In another prospective cohort study, Yamane et al (17) assessed the diagnostic utility of anti-CCP in 435 patients seen with arthritic symptoms over a 3-year period, 209 in whom RA was diagnosed. These authors compared numerous permutations of anti-CCP, RF, CRP, and the presence of swollen joints as means of diagnosing RA, using clinician diagnosis as the gold standard. They also examined the variability in diagnostic performance by length of symptoms, with particular emphasis on patients with symptom duration of less than 3 months. The specificity of anti-CCP testing alone was highest in patients with symptoms for less than 3 months (95.4%; 95% CI, 91.4 to 99.3), with a correspondingly high positive predictive value of 87.8%. Therefore, the authors concluded that for this patient population, a positive anti-CCP by itself is sufficient to confirm a diagnosis of RA. The combination of anti-CCP with other clinical and lab markers resulted in a diagnostic algorithm that had a high specificity, ranging from 90.7 to 98.7 and a low sensitivity, ranging from 19.4 to 65.6. None of the tested combinations were clearly superior to the others, nor were they demonstrably superior to the ACR criteria.

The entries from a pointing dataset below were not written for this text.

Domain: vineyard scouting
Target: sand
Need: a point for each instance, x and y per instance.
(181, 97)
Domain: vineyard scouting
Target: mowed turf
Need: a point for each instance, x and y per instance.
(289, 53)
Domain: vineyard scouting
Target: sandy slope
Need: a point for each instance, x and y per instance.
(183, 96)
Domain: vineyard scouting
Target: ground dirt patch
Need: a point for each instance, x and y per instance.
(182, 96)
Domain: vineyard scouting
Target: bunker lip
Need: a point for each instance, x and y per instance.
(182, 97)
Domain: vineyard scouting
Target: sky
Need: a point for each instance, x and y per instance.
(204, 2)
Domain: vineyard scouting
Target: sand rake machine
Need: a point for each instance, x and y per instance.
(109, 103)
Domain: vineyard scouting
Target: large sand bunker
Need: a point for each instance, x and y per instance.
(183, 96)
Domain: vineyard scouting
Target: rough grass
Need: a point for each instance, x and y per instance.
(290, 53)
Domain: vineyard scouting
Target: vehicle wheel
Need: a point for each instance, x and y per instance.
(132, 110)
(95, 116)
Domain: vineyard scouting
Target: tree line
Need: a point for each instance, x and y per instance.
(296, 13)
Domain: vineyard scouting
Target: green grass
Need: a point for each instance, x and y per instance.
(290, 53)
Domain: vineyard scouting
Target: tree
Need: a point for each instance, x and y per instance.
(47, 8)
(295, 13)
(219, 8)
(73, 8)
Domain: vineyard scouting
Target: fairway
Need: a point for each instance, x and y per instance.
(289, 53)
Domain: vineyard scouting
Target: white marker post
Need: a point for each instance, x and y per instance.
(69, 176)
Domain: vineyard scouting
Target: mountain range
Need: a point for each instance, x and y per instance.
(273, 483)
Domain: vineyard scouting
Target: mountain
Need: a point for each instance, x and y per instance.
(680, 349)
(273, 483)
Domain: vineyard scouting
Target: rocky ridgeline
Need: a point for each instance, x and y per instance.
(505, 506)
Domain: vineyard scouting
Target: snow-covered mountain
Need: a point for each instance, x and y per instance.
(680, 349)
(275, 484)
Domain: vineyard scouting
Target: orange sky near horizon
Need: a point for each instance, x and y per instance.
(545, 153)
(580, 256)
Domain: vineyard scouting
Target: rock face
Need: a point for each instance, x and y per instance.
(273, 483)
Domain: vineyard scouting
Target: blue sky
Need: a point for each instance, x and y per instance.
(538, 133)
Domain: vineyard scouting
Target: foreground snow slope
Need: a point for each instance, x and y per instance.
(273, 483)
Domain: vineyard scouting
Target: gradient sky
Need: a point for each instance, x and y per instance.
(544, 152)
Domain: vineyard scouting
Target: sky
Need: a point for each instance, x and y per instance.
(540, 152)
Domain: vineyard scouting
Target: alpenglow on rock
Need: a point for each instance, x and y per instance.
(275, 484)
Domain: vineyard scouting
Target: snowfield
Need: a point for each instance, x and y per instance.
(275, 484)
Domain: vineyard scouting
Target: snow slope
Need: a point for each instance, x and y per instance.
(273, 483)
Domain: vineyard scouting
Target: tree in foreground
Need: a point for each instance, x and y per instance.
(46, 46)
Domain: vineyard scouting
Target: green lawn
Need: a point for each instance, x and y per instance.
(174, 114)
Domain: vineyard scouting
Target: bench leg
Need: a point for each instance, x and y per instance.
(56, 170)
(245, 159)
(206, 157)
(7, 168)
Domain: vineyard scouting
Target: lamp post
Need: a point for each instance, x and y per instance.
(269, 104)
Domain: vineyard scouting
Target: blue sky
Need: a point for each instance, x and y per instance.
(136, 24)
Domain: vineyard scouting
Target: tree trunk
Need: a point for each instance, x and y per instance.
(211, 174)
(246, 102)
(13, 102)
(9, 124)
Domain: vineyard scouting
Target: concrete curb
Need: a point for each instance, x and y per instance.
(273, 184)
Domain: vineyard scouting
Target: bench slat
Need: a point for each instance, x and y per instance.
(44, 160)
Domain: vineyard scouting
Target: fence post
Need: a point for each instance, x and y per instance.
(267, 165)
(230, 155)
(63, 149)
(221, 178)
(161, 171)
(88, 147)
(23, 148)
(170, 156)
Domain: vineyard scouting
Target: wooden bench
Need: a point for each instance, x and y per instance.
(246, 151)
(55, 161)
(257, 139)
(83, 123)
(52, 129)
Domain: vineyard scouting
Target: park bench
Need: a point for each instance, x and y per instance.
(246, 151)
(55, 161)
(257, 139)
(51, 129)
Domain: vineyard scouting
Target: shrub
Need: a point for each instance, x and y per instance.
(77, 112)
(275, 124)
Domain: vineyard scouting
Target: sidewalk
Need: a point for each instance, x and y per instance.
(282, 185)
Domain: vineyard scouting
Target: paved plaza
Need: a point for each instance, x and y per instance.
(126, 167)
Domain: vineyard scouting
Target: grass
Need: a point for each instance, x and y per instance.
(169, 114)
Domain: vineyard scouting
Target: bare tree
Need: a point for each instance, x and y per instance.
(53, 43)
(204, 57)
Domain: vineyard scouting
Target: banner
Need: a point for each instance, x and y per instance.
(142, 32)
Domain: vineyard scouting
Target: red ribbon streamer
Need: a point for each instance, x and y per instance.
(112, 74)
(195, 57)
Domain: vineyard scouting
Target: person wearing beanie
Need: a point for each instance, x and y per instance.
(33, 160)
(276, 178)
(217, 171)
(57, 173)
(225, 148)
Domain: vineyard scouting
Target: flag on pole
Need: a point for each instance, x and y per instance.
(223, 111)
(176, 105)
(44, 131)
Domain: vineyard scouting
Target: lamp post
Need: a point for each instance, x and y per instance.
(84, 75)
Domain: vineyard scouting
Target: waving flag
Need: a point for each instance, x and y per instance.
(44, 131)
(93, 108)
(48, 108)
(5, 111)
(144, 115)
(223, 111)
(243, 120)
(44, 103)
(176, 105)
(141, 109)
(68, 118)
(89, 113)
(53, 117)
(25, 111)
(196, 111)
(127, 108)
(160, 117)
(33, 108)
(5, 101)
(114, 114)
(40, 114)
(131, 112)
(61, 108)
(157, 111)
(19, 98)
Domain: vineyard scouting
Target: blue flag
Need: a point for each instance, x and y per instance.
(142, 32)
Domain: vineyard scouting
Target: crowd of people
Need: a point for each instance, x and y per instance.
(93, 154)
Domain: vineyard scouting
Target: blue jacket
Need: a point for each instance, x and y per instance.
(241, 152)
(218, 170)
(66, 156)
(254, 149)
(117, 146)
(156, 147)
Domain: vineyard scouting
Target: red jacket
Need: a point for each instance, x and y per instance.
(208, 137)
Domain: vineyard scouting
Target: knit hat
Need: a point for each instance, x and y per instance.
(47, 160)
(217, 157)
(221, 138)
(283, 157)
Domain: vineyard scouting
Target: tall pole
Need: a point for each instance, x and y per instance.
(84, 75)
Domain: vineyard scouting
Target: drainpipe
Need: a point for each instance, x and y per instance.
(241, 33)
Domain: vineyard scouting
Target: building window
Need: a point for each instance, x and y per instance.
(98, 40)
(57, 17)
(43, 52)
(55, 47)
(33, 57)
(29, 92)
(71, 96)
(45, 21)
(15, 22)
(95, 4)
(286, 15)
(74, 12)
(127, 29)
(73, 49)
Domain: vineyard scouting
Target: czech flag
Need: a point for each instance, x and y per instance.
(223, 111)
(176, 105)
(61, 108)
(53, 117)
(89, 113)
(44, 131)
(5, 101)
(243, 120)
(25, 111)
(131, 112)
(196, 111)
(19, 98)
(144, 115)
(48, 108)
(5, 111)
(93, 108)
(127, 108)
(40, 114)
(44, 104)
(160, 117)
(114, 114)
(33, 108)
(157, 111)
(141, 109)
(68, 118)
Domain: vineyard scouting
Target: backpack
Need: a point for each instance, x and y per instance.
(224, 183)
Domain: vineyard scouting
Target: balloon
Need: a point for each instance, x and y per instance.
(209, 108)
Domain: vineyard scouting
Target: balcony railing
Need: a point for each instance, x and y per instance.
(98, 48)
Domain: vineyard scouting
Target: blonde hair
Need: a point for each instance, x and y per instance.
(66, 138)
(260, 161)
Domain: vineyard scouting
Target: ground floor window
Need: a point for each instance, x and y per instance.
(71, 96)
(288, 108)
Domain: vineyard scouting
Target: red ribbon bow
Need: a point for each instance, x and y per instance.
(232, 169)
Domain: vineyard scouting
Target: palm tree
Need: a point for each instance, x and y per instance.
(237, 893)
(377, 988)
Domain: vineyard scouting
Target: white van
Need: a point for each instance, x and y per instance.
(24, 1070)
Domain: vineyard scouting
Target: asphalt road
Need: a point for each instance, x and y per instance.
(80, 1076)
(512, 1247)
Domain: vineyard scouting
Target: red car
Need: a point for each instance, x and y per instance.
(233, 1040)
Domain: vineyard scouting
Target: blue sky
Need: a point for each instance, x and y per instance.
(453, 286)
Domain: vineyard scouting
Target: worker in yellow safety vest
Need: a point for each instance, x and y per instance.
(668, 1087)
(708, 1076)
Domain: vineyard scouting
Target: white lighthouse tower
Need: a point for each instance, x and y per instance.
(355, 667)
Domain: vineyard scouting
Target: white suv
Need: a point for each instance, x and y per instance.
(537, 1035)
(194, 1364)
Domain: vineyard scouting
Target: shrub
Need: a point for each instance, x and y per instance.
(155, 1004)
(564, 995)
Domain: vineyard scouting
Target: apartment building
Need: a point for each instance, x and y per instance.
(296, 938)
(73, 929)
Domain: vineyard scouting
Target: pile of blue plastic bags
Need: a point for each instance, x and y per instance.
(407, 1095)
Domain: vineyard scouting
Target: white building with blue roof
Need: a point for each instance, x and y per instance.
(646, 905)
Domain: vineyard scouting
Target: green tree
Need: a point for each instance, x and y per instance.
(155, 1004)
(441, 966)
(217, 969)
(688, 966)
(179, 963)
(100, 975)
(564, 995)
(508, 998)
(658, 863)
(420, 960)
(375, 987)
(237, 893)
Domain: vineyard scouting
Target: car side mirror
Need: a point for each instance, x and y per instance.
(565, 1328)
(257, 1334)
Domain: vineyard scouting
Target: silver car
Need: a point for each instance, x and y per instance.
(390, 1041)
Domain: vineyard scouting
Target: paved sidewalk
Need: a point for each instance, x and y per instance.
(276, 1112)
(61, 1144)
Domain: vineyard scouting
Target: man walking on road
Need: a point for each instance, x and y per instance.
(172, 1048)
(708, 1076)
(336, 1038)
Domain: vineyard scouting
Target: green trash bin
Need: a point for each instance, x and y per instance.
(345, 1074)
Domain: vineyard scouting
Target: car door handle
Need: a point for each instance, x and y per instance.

Some studies have reported higher sensitivities associated with more recent assays of anti-CCP. These have included third-generation anti-CCP tests, as well as variants of anti-CCP autoantibodies such as mutated citrullinated vimentin (MCV). Wagner et al, (18) as well as other researchers, have reported that measurement of anti-MCV improves the sensitivity of anti-CCP testing. In 193 patients with RA, sensitivity of anti-MCV testing was 71%. Shidara et al (19) reported sensitivities of 88.7% and 89.5% associated with kits for anti-CCP2 and anti-CCP3, respectively. Ryu et al reported a sensitivity of 85% for anti-CCP2 by ELISA. (20) Hwang et al (21) reported accuracy of a commercially available automated chemiluminescent immunoassay. The sensitivity and specificity were 76.8% and 95.3%, respectively, with an AUC of 0.90.

Anti-citrullinated peptide antibodies — Testing for ACPA is useful in the diagnostic evaluation of patients for RA . The sensitivity of ACPA assays for RA varies from about 50 to 75 percent, depending upon the assay and study population, while specificity of ACPA for RA is relatively high, usually over 90 percent . Measurement of ACPA is useful in the differential diagnosis of early polyarthritis because of the relatively high specificity for RA of these antibodies.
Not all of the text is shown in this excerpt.